Un film de souvenirs, mais sans nostalgie

Le film, mis en scène par Frank Castorf, évite soigneusement la carte postale. Il reconstitue les années 60 et 70 avec une économie de moyens, mais une grande précision dans les décors, les costumes, les attitudes. Le Paris des quartiers populaires, les salles d’attente saturées, les appartements surpeuplés sont filmés sans esthétisation excessive. La mise en scène choisit la frontalité : pas de fioritures, pas de filtres pastels, mais un regard assez brut, presque documentaire par instants, qui rappelle que le propos n’est jamais de faire joli, mais de raconter vrai.

L’écriture, signée Roland Perez lui-même, appuyée par Murielle Magellan, trouve le bon équilibre entre respect du réel et dramatisation nécessaire. On y croise des médecins qui doutent, des voisins bienveillants ou cruels, des membres de la famille plus ou moins compréhensifs. On rit peu, mais on sourit souvent, surtout quand Esther impose ses règles à tout le monde avec une logique qui n’appartient qu’à elle. Le ton du film est à son image : pas ironique, pas désabusé, mais droit, têtu, parfois naïf.
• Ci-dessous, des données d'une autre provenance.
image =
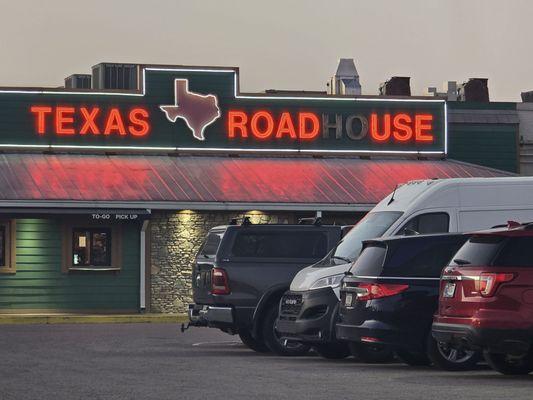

Certaines scènes touchent juste sans appuyer : une opération chirurgicale racontée à hauteur d’enfant, un cadeau trop grand offert par une mère qui refuse la fatalité, une chanson écoutée en boucle comme une prière. D’autres, en revanche, frôlent la redite ou la surcharge émotionnelle, notamment dans la dernière demi-heure, où l’alternance entre souvenirs et présent devient plus prévisible.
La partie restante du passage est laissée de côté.